Courtesy of Secretaría de Cultura Ciudad de México from México, CC BY 2.0 <https://creativecommons.org/licenses/by/2.0>, via Wikimedia Commons
Claudia Sheinbaum was inaugurated as the President of Mexico on October 1st, 2024, to chants of “Presidenta!” from newly elected legislators. Succeeding former President Andrés Manuel López Obrador (AMLO), as both head of state and leader of Morena, Mexico’s premier left-wing populist party, President Sheinbaum starts her six-year term in a strong position, planning to implement a progressive agenda “governing for all.”
Former Mayor of Mexico City, climate scientist, and first Jewish and female president, Sheinbaum won more than 60% of the vote against her competing candidates. These included former Senator Xóchitl Gálvez, nominee of the centrist Broad Front for Mexico coalition, and Jorge Álvarez Máynez, nominee of the recently founded center-left party Citizens' Movement. Morena also won numerous victories down the ballot, with majorities in both houses of Mexico's legislature.
Sheinbaum established a strong record as Mexico City’s longtime mayor, cutting the city’s homicide rate in half with data-driven techniques and strategic boosts in funding for local law enforcement. This experience with anti-crime policy will be critical in her role as president due to the country’s deep issues with organized crime, as cartels and gangs dominate swathes of the country. AMLO pursued a policy of encouraging gangs to keep peace among themselves, but this saw very limited success, and the Mexican Army was unable to stop inter-gang violence. President Sheinbaum has vowed to pursue stronger strategies against organized crime, but will face numerous difficulties in projecting authority to regions that have been in the pockets of cartels for years. Despite the issue eluding AMLO and hanging over the inauguration, the newly-inaugurated President spent little time speaking on it during her inaugural address, focusing instead on environmental and social issues.
One of her first and most significant challenges will be rebuilding the city of Acapulco, devastated by Hurricane Otis in October of 2023 and flooded by Hurricane John in late September of 2024 before it had time to recover fully. Her first visit as president outside Mexico City was to Acapulco to assess the damage and work with state and local governments to bring much-needed aid to city residents.
Regarding climate and energy policy, President Sheinbaum vowed to continue a transition to green energy halted by AMLO, whose economic policies relied on fostering a state-run fossil fuel industry. Though sparse on specifics, her shift in rhetoric from AMLO, alongside her credentials as a climate scientist, signal a real commitment to green energy and environmental policy. The few specific goals she has spoken of are promising for climate advocates: getting Mexico to 45% clean electricity by 2030 and placing a cap on oil production. With a supermajority in both houses of Congress, she will have significant political capital to maneuver around political barriers to these goals.

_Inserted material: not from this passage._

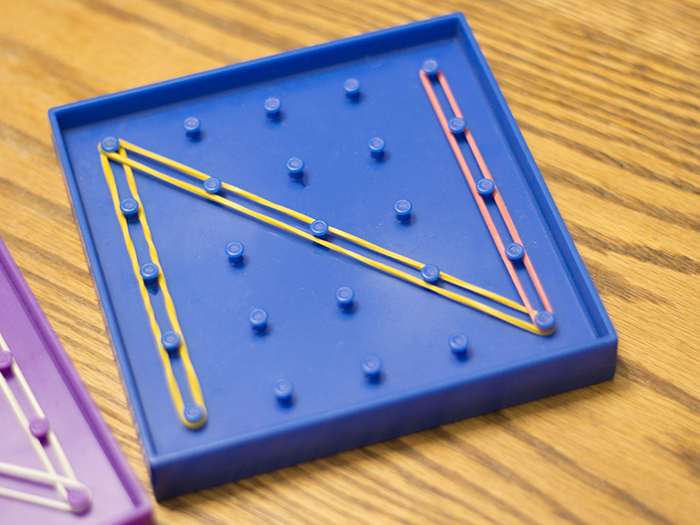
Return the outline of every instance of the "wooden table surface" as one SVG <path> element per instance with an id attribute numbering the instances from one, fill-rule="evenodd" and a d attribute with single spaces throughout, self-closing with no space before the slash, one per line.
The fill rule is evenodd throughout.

President Sheinbaum has expressed a desire to work closely with the United States on the foreign policy front. Economic cooperation is the highest priority, as the two are one another’s top trading partners, but immigration and joint action against drug cartels will be critical and challenging issues as well. Challenges with immigration and cartel policy will be exacerbated by the upcoming American presidential election, which sees a tight race between two candidates with radically different stances on both immigration and security, making long-term planning for cooperation with the U.S. difficult..

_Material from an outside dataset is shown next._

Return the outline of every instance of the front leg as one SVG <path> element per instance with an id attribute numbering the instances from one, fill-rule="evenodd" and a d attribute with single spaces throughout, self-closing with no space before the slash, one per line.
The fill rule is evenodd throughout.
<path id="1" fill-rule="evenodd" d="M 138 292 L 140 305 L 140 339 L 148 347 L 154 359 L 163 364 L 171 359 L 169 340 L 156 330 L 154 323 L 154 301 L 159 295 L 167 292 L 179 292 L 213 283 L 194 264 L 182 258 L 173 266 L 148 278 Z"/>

On the broader global scale, President Sheinbaum has expressed a desire to focus primarily on internal politics and leave other countries to their own devices. However, she has spoken repeatedly on the Israeli-Palestinian conflict, condemning both sides, earning her criticism from both Palestinian and Israeli agents. Additionally, she declined to visit Ukraine on the offer of President Zelensky, and invited Putin to her inauguration—although he did not attend. Policy analysts have suggested she is unlikely to change AMLO’s positive relationships with the regimes in Venezuela, Nicaragua, and Cuba.
However, the soaring popularity and rapid reforms of Morena and former president AMLO have many in Mexico concerned for the future of its democracy. AMLO signed a highly controversial amendment into law, making it so all judges up to and including Mexico’s supreme court will be elected by popular vote. While many respect the change as a populist move to hand more power to the public, others deride it as politicizing an already fragile and overwhelmed judicial system. In addition, AMLO went on to attack the country’s National Electoral Institute, an independent institution intended to maintain free and fair elections, by limiting its independence and budget.
President Sheinbaum will, at first, govern in the shadow of AMLO. She will need to thread a tight needle to run the progressive government she promised while not allowing Mexican democracy to backslide further. As Mexico is one of Latin America’s most internationally involved states, her decisions will have important ramifications for the world, particularly for Mexico’s closest neighbors in Central and North America. Noting the stark fork in the road President Sheinbaum’s administration is presented with, former President of Mexico and Yale professor Ernesto Zedillo writes in the Economist that she “will have to decide whether to be the leader of a democratic republic or merely the powerless face of a tyranny.”